Его симпатия к идеалисту, осуждённому носить туфли покойника, увеличилась.
— Значит, мы с вами враги? — улыбаясь, спросил он.
— Как мы можем быть друзьями? — горячо воскликнул Бенковский.
— Господа! — крикнула им Елизавета Сергеевна из комнаты. — Не забывайте, что вы только что познакомились…
Горничная Маша, гремя посудой, накрывала на стол и исподлобья посматривала на Бенковского глазами, в которых сверкало простодушное восхищение. Ипполит Сергеевич тоже смотрел на него, думая, что к этому юноше следует относиться со всей возможной деликатностью и что было бы хорошо избежать «идейных» разговоров с ним, потому что он, наверное, в спорах волнуется до бешенства. Но Бенковский смотрел на него с горячим блеском в глазах и нервной дрожью на лице.
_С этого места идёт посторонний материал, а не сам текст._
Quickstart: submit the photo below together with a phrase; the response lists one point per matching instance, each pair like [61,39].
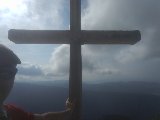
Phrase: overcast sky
[139,62]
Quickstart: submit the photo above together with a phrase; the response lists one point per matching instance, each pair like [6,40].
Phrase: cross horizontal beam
[65,37]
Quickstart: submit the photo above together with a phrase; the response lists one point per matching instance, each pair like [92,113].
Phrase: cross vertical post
[75,37]
[75,78]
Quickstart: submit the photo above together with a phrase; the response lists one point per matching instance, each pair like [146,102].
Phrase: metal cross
[75,37]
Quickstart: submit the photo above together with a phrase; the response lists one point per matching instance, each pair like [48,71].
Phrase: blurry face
[7,76]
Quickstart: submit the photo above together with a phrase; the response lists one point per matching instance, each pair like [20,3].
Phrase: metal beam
[66,37]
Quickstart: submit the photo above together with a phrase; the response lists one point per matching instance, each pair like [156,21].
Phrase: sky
[139,62]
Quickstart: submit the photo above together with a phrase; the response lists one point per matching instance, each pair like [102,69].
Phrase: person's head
[8,63]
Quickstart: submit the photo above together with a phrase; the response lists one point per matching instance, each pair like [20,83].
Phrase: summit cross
[75,37]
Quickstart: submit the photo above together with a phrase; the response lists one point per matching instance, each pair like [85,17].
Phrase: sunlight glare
[12,6]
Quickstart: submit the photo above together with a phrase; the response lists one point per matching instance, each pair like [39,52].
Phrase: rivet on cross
[75,37]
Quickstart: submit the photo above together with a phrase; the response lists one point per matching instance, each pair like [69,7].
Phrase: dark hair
[8,57]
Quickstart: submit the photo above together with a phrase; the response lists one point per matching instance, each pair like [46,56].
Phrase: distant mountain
[134,100]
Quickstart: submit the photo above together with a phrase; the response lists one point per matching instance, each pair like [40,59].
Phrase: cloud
[111,62]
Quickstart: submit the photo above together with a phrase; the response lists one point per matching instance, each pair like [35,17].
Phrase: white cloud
[140,61]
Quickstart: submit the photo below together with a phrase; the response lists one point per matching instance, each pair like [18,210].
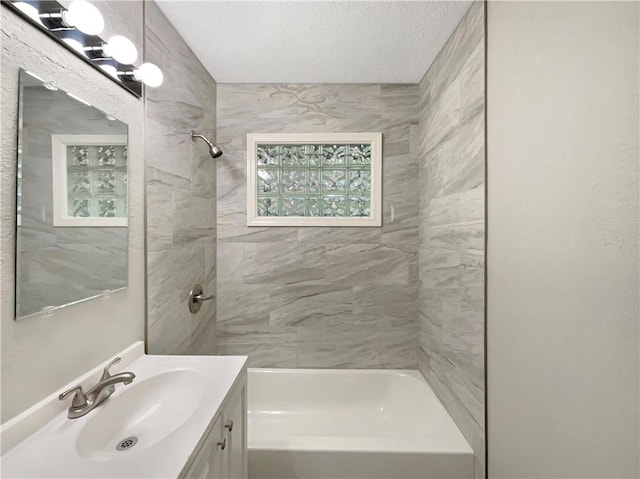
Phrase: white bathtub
[365,424]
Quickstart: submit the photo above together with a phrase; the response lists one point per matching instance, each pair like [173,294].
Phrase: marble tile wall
[451,164]
[181,194]
[319,297]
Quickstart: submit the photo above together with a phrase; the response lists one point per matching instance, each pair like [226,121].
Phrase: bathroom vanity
[182,417]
Очевидно, ему страстно хотелось говорить и он с трудом сдерживал это желание. Полканов решил замкнуться в рамки официальной вежливости.
Его сестра, сидя за столом, красиво бросала то тому, то другому незначительные фразы в шутливом тоне, мужчины кратко отвечали на них-один с фамильярной небрежностью родственника, другой с уважением влюблённого. И все трое были охвачены чувством неловкости, заставлявшим их следить друг за другом и каждого за собой. Маша внесла на террасу первое блюдо.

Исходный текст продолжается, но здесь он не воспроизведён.